Kata “versus” yang saya gunakan disini tidak saya artikan “melawan” seperti yang terdapat dalam kamus bahasa Inggris, tetapi “memperbandingkan”. Maksud saya adalah memperbandingkan ajaran Syeikh Siti Jenar dengan ajaran Bhiksu Tong. Semoga saja bisa diterima.

Supaya jelas, ada baiknya terlebih dahulu saya tuliskan sedikit catatan tentang Syeikh Siti Jenar dan Bhiksu Tong:

Syeikh Siti Jenar merupakan salah seorang tokoh fenomenal masa lalu di pulau jawa, khususnya dalam proses penyebaran agama islam.

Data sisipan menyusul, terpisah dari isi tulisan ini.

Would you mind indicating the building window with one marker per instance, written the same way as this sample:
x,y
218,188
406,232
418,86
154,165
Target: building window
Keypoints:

Tokoh ini, menurut riwayat, disebutkan dihukum mati oleh walisongo karena ajarannya yang dianggap meresahkan. Orang awam yang belum sampai tingkat tauhidnya bisa jadi tersesat oleh karena ajarannya. Ajaran tersebut sampai saat ini pun masih terkenal dan banyak diyakini dan diikuti masyarakat, yaitu ajaran tentang “manunggaling kawula gusti” atau bersatunya hamba dengan Tuhannya.

Lain halnya dengan Syeikh Siti Jenar, Bhiksu Tong (Tong Sam Cong) merupakan seorang tokoh Budha. Ia, meski hanya sebuah legenda yang belum tentu benar atau tidaknya, juga membawa ajaran yang tak kalah terkenal. Salah satu ajaran yang dibawanya (yang barangkali juga ajaran Budha) adalah: “kosong adalah berisi, berisi adalah kosong.” sebuah ajaran yang sederhana, akan tetapi memiliki makna yang begitu dalamnya.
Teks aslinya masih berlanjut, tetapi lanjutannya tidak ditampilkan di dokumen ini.